A handful of tools made the transition way less painful. Contabilizei handles the monthly accounting end to end and only emails me when there’s something to sign. Conta Azul gives me automatic invoice issuance integrated with the bank account, so my reconciliation is one click. Husky converts USD to BRL with a way better rate than Wise for higher amounts (above $2k), and the receipt comes in a format my accountant accepts without complaints.

For tracking, I use a simple Notion page with monthly billing, expenses, pro-labore paid, and accumulated rolling 12 months. It takes me 10 minutes a month to update. That’s enough

Consulting an accountant

This post is simplified. Every tax situation is different. A Brazilian accountant costs R$ 300-500/month but will tell you exactly which option saves you more money based on YOUR numbers.

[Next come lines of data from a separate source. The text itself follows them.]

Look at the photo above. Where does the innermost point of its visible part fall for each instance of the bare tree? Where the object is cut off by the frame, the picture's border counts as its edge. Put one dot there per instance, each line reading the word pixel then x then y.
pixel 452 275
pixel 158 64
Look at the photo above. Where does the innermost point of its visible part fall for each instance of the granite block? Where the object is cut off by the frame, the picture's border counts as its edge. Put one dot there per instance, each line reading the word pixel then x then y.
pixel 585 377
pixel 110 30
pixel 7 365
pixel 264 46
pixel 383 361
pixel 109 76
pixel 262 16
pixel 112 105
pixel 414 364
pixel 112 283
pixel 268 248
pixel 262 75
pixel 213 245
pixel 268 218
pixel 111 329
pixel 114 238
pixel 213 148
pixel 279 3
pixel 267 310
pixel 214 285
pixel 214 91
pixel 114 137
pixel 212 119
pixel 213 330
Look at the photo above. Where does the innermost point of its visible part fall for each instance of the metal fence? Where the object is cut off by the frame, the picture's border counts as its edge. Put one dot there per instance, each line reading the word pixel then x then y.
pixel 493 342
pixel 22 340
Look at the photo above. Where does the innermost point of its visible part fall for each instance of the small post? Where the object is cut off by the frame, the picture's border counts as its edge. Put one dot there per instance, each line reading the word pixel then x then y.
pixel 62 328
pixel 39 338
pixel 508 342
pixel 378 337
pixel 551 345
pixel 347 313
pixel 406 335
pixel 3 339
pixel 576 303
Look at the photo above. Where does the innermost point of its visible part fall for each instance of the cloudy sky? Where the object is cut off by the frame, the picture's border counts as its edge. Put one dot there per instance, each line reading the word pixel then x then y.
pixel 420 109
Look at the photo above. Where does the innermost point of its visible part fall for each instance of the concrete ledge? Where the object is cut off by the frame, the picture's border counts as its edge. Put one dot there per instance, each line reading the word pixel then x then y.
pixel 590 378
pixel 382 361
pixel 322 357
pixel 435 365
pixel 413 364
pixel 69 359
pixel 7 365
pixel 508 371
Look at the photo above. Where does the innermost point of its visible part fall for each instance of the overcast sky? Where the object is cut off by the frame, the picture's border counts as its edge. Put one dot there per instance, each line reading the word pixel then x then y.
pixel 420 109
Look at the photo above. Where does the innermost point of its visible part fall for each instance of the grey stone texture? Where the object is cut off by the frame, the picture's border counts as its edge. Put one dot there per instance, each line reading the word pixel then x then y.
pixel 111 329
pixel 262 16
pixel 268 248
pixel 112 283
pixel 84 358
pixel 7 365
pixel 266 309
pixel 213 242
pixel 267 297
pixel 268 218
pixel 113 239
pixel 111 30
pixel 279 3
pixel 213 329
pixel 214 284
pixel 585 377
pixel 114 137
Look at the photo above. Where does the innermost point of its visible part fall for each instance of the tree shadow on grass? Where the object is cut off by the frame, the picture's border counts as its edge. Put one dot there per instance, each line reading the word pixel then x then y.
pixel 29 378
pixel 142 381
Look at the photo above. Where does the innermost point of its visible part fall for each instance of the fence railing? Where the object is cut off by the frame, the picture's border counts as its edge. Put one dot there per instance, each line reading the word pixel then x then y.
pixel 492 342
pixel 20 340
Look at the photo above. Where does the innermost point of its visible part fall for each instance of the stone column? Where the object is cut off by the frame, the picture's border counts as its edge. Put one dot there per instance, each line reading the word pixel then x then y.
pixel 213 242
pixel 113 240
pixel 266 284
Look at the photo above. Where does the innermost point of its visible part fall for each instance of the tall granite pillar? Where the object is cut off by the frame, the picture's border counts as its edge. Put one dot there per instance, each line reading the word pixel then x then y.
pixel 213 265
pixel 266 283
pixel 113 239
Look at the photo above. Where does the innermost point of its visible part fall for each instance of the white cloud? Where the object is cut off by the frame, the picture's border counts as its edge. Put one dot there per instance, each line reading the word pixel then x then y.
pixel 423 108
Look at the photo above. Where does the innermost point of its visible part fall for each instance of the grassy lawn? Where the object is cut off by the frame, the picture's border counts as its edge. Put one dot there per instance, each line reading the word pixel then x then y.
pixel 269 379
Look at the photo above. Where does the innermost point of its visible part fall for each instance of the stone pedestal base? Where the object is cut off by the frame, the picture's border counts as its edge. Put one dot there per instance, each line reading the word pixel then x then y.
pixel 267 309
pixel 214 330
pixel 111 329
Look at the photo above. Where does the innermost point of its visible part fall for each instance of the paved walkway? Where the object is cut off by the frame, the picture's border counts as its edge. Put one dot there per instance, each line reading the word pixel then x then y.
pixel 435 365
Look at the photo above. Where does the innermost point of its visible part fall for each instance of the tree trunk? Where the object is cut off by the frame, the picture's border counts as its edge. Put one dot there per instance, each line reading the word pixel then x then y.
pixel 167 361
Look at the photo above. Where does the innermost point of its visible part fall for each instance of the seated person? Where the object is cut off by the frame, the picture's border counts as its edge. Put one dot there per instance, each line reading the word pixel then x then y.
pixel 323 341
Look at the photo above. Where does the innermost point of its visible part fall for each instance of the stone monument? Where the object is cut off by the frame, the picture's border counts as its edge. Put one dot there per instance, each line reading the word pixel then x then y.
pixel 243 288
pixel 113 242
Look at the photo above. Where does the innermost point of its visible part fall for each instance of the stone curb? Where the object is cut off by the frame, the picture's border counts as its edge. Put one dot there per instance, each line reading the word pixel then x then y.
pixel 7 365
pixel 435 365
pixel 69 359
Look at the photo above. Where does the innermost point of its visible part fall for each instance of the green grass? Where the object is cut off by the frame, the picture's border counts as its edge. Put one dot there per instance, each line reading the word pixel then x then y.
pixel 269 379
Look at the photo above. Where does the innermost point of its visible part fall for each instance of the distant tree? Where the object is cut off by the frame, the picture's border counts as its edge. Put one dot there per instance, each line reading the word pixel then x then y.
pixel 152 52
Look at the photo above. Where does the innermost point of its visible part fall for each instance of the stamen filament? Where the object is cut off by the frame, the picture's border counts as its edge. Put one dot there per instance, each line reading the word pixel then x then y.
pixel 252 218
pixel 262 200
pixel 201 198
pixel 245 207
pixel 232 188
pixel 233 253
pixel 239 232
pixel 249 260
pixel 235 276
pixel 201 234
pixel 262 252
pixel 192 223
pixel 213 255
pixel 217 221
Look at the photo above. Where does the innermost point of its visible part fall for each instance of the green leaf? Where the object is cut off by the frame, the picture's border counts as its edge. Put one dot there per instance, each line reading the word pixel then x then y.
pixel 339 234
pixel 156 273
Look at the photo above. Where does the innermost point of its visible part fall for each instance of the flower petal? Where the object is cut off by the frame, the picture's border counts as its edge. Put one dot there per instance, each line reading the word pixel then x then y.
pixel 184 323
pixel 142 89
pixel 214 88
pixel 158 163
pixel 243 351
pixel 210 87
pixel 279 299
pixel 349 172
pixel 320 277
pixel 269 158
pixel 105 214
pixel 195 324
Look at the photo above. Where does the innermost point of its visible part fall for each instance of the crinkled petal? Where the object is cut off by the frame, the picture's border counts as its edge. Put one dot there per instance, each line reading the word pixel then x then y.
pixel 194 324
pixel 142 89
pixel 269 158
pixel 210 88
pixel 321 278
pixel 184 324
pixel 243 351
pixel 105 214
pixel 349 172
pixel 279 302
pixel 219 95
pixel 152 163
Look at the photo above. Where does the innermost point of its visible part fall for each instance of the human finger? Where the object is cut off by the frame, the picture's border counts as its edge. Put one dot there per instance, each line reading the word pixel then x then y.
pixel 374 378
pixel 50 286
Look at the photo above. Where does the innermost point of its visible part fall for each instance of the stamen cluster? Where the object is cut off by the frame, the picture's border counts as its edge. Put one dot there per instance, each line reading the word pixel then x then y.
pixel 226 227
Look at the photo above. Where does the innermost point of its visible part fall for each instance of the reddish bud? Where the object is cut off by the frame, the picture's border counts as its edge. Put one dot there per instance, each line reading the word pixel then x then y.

They’ll also help you file correctly, which saves you from audits and penalties.

Don’t cheap out on this. An accountant pays for themselves in two months.

Implementation timeline

Switching from MEI to Simples Nacional doesn’t happen overnight.

Timeline:

  1. Contact accountant (1 day)
  2. Gather documents (3-5 days)
  3. File Simples Nacional request (1 day)
  4. Wait for approval (15-30 days)
  5. Receive CNPJ (1 day)
  6. Update invoices and contracts (2 days)
  7. Inform clients of new billing details (1 day)

Total: 3-6 weeks.

Plan ahead. Don’t switch mid-project. Switch between projects or when you have a natural break.

The paperwork is minimal but the waiting period is annoying. Start the process 2-3 months before you actually need Simples.

Another consideration: Simples Nacional requires quarterly tax filings. MEI is yearly. Budget time for quarterly accounting.

It’s more admin but still worth it at higher revenue.